The polyamide acid varnish obtained was casted on a glass plate and subjected to heat treatment in a thermo-controlled hot-air oven at 150.degree. C. for 1 hour and at 350.degree. C. for 1 hour to remove the reaction solvent. Also, the polyamide acid was coverted into a polyimide through a dehydration reaction to obtain a polyimide film with a thickness of 40 .mu.m.

The weight loss of the polyimide film after left to stand in air at 460.degree. C. for 30 minutes was 3.2%. The thermo-gravimetrical analysis (rate of temperature elevation: 10.degree. C./min.) revealed that the weight loss started at 464.degree. C.

COMPARATIVE APPLICATION EXAMPLE

8.0 g (36.7 mmol) of pyromellitic acid dianhydride, 7.34 g (36.7 mmol) of 4,4'-diaminodiphenyl ether and 86.9 g of N-methylpyrrolidone were allowed to react in the same manner as in Application example 2 to synthesize a polyamide acid varnish with nonvolatile content of 15% by weight. During the reaction, the maximum viscosity of the polyamide acid varnish was 3,000 poise (measured at 25.degree. C.).

From the polyamide acid varnish obtained, a polyimide film was obtained in the same manner as in Application example 2 and heat resistance of the film was measured. As a result, the weight loss of the film after left to stand in air at 460.degree. C. for 30 minutes was 3.5% by weight and the thermo-gravimetrical analysis (rate of temperature elevation: 10.degree. C./min.) revealed that the reduction in weight started at 460.degree. C.

Claims

1. A para- or meta-terphenyl-3,4,3",4"-tetracarboxylic acid or a dianhydride thereof.

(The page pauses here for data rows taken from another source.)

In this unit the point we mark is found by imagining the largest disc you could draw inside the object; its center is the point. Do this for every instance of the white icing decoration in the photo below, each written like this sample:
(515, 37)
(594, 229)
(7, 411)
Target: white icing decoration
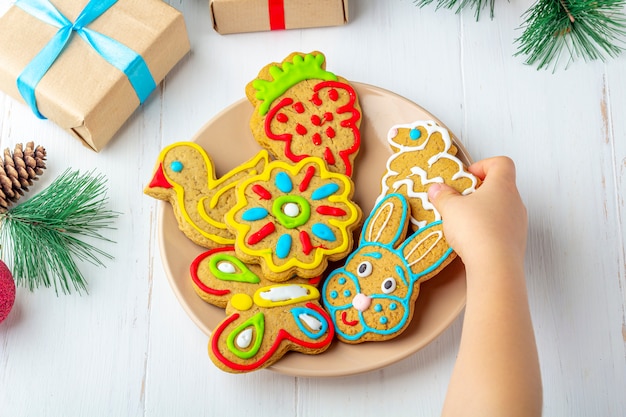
(226, 267)
(430, 127)
(284, 292)
(313, 323)
(244, 338)
(437, 233)
(389, 212)
(291, 209)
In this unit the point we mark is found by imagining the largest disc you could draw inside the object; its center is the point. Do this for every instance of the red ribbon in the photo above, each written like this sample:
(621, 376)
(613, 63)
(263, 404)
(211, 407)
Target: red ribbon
(277, 14)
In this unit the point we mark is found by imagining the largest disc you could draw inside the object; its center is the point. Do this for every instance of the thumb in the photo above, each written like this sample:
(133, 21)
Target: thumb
(440, 195)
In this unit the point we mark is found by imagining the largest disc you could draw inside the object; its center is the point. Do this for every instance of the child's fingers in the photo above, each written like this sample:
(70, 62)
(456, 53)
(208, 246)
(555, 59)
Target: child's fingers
(440, 194)
(499, 166)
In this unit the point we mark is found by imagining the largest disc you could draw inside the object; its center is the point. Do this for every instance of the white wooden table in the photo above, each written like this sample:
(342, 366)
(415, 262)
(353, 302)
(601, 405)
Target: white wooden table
(129, 349)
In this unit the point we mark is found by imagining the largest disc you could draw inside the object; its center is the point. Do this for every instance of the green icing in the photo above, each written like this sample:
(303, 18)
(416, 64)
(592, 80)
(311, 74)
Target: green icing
(302, 68)
(258, 324)
(243, 274)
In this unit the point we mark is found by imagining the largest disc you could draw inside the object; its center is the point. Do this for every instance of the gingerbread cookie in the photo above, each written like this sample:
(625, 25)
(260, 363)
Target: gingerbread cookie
(372, 298)
(294, 219)
(423, 154)
(303, 110)
(185, 177)
(264, 320)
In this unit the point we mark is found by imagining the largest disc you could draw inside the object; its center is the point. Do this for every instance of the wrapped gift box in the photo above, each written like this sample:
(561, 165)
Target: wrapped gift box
(234, 16)
(83, 91)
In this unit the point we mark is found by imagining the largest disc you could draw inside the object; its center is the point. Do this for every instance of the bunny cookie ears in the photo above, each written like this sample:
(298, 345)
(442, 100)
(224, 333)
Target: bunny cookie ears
(372, 297)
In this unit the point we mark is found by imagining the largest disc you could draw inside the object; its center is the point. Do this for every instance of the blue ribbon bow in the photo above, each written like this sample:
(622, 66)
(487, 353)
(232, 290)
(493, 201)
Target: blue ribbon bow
(114, 52)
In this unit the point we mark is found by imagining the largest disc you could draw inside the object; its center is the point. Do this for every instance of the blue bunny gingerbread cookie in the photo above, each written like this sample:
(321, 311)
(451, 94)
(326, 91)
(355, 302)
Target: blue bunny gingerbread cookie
(372, 297)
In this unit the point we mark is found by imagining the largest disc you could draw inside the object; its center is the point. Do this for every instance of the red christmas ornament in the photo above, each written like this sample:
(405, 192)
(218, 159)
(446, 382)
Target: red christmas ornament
(7, 291)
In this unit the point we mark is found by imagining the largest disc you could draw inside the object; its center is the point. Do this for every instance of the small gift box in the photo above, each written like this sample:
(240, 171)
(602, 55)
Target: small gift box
(233, 16)
(88, 65)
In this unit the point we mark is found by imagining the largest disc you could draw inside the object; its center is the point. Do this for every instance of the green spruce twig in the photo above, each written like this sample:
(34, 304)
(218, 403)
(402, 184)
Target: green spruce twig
(42, 237)
(587, 29)
(458, 5)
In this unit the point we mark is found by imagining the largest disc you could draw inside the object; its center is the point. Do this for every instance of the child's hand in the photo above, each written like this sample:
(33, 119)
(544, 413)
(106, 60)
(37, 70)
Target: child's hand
(490, 223)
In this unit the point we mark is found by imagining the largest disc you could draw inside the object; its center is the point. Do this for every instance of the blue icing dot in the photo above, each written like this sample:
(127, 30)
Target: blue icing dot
(324, 191)
(283, 182)
(176, 166)
(253, 214)
(323, 232)
(283, 246)
(415, 134)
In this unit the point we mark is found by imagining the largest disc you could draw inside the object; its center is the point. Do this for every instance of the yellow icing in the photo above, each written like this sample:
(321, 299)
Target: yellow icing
(343, 196)
(312, 294)
(212, 184)
(241, 302)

2. The para-terphenyl-3,4,3",4"-tetracarboxylic acid of claim 1.

3. The meta-terphenyl-3,4,3",4"-tetracarboxylic acid of claim 1.

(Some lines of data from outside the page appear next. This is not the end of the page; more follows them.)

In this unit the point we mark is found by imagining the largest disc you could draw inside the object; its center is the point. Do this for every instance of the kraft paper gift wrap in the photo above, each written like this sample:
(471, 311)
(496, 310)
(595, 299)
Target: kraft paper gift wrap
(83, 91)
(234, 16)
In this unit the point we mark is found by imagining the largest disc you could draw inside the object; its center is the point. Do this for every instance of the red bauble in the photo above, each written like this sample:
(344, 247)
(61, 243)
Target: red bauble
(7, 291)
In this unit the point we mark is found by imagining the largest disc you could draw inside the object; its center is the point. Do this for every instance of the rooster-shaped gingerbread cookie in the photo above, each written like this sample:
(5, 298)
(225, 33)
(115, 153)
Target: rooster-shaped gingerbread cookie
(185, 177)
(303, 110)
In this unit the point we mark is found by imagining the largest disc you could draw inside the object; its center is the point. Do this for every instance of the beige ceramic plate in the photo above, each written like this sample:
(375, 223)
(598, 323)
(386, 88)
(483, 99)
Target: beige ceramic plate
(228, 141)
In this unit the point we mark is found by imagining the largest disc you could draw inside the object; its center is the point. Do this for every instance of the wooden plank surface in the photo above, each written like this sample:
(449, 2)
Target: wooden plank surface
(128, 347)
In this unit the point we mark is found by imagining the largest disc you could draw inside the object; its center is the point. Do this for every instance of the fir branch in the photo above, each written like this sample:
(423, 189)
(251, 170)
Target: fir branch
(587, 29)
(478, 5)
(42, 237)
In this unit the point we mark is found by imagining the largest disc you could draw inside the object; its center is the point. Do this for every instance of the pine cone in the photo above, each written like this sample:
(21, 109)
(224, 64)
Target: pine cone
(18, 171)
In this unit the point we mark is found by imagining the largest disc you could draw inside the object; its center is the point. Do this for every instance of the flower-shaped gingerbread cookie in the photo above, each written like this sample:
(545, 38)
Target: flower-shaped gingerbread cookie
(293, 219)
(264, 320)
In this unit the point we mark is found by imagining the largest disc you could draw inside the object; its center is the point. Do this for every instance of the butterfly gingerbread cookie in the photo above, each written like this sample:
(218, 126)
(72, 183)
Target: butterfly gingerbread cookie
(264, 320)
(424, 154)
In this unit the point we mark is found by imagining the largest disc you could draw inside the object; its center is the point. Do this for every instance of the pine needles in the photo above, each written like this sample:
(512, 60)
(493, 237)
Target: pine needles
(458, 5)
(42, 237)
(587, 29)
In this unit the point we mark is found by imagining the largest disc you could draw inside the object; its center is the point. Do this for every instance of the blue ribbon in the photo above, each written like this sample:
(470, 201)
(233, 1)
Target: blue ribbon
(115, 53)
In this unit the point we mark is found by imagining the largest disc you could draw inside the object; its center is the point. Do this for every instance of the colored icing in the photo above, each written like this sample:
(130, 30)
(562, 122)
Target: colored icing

4. The dianhydride of the para-terphenyl-3,4,3",4"-tetracarboxylic acid of claim 1.

5. The dianhydride of the meta-terphenyl-3,4,3",4"-tetracarboxylic acid of claim 1.

6. A process for preparing a para- or meta-terphenyl-3,4,3",4"-tetracarboxylic acid or a dianhydride thereof, comprising oxidizing 3,4,3",4"-tetramethyl-para- or meta-terphenyl, and if necessary, followed by dehydrative cyclization reaction, and wherein the 3, 4, 3", 4"-tetramethyl-para-or meta-terphenyl is a product of the double cross-coupling reaction between a Grignard reagent of a 4-halogeno-ortho-xylene and a para-or meta-dihalogeno-benzene in the presence of a nickel catalyst.

7. The process for preparing a para- or meta-terphenyl-3,4,3",4"-tetracarboxylic acid or a dianhydride thereof according to claim 6, wherein the para- or meta-dihalogenobenzene is para- or meta-dichlorobenzene.